Qu’est-ce que l’écriture inclusive ?
L’agence de communication d’influence Mots-Clés a défini cette nouvelle forme d’écriture comme « l’ensemble des attentions graphiques et syntaxiques qui permettent d’assurer une égalité de représentation des deux sexes » (à retrouver dans son manuel d’écriture inclusive).
L’entreprise établit ainsi trois grands principes :
- accorder en genre les noms de métiers, fonctions, grades ;
- utiliser à parts égales le féminin et le masculin au travers des énumérations dans l’ordre alphabétique, l’usage du fameux point médian ou les termes épicènes ;
- cesser d’employer les antonomases des noms communs « Femme » et « Homme ».

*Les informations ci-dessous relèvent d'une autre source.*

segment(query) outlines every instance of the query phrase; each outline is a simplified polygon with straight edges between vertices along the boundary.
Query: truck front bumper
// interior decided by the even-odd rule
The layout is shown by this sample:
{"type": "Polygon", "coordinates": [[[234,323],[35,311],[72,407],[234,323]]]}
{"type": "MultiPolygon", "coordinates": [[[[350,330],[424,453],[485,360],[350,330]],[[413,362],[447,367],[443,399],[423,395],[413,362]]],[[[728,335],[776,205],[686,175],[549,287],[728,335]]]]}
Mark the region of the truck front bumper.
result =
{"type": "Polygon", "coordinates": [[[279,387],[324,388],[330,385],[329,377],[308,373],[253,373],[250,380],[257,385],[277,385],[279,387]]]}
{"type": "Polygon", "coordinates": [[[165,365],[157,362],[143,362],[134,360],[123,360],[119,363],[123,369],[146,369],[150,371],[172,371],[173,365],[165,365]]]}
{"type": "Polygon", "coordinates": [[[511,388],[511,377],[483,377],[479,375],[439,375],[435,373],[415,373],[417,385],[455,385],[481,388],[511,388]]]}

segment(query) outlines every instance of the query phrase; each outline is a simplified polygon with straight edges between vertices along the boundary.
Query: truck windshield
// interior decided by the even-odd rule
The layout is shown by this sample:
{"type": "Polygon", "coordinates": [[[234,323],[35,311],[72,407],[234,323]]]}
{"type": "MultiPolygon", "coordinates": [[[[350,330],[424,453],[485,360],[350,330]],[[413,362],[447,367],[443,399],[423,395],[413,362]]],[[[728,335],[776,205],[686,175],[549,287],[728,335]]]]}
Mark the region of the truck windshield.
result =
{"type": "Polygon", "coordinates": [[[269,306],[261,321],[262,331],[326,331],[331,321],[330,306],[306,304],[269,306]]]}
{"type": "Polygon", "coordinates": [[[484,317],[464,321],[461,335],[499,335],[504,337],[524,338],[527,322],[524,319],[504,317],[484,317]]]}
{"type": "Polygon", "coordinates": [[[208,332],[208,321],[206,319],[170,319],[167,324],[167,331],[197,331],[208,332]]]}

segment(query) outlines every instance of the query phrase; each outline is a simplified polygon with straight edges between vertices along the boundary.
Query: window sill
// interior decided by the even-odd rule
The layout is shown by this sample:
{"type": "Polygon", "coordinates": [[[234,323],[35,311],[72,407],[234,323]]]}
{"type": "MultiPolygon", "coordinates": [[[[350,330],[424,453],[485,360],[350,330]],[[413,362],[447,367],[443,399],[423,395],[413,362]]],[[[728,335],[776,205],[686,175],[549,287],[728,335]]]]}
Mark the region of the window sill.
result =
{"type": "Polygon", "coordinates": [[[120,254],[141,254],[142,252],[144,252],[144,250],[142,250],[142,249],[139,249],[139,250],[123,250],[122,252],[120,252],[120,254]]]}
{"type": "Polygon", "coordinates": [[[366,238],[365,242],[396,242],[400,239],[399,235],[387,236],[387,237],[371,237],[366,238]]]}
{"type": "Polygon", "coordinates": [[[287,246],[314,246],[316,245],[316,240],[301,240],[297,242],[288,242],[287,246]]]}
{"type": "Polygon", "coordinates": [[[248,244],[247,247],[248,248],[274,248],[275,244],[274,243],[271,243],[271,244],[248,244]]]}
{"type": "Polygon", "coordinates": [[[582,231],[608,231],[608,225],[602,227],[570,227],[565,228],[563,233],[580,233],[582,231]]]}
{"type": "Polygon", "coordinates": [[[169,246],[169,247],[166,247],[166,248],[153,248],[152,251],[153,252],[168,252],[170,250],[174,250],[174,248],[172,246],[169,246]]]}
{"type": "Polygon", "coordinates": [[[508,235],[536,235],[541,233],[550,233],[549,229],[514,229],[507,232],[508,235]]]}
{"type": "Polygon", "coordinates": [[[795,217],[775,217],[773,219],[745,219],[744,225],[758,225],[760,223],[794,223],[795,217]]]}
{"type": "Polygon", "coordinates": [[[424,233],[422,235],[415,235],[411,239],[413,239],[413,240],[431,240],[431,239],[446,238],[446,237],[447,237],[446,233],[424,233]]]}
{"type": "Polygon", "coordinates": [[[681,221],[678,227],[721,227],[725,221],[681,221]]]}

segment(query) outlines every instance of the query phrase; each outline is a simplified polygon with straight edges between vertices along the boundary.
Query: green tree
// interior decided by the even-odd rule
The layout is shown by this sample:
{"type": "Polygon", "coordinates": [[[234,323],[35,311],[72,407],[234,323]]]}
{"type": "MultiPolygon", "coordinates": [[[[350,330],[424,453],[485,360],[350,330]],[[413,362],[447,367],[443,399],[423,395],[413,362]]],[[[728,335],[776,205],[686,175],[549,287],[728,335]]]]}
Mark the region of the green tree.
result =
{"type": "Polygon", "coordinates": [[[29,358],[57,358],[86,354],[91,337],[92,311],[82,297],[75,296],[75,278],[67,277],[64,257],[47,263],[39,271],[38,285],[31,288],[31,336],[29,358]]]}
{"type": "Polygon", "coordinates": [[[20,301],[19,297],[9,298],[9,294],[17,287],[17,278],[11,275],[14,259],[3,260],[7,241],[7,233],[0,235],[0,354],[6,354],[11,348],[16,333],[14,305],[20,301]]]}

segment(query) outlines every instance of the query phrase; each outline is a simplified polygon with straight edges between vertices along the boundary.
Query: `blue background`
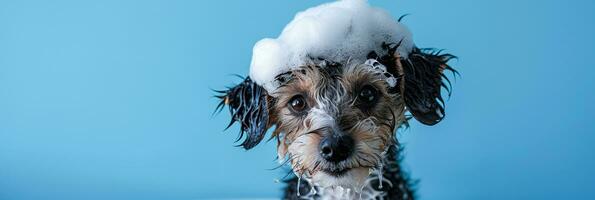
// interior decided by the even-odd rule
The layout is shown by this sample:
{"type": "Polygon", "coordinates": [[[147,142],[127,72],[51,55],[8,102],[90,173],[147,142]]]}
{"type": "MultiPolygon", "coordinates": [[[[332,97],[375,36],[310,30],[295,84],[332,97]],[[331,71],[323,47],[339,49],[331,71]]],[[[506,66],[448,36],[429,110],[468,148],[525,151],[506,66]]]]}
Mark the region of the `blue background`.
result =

L’objectif principal est donc d’adapter la langue française aux problématiques actuelles et identifiées de notre société : l’inégalité entre les femmes et les hommes et la perpétuation (consciente ou non) de schémas traditionnels restrictifs.
Les métiers et autres fonctions
« C’est bizarre de dire doctoresse » ; ça l’est peut-être pour vous qui vivez au XXIe siècle, mais ça ne l’était pas pour quelqu’un du XVIe siècle. Quoi, comment ça ? Eh oui, sachez qu’avant le XVIIe siècle, tous les métiers possédaient leur équivalence au féminin. Puis la société serait devenue quelque peu misogyne et aurait décidé que de nombreuses fonctions ne pouvaient plus être accessibles aux femmes. On aurait estimé que l’homme serait supérieur à la femme et le fameux « le masculin l’emporte » serait né.
D’ailleurs, dans les cahiers préparatoires du premier dictionnaire de l’Académie française (1647), il est précisé que « l’orthographe servira à distinguer les gens de lettres des ignorants et des simples femmes ». Tout de suite, on comprend à quel rang ont été reléguées les femmes. Ce n’est donc pas nouveau de féminiser un métier. Mais il semblerait qu’au XVIIIe siècle, les esprits se soient fermés.
Point médian, termes épicènes et autres petites joyeusetés
L’écriture inclusive préconise les énumérations par ordre alphabétique. Par exemple : « tous et toutes » (le s avant le t), mais « les lycéennes et les lycéens » (le n avant le s).
« Les cent femmes et les deux hommes sont beaux. » Voilà une règle que l’écriture inclusive pourrait remettre au goût du jour : l’accord selon le sens. Dans le cas précédent, il n’y a que deux hommes et cent femmes. Il serait donc plus juste d’accorder en fonction du nombre. À noter que l’agence Mots-Clés qui a rédigé le manuel n’applique pas cet accord bien qu’elle soit en sa faveur.
En ce qui concerne le point médian, il permet de représenter les femmes et les hommes (le f avant le h 😉) : les dessinateur·rices. Le manuel vous précise comment bien employer ce nouveau signe.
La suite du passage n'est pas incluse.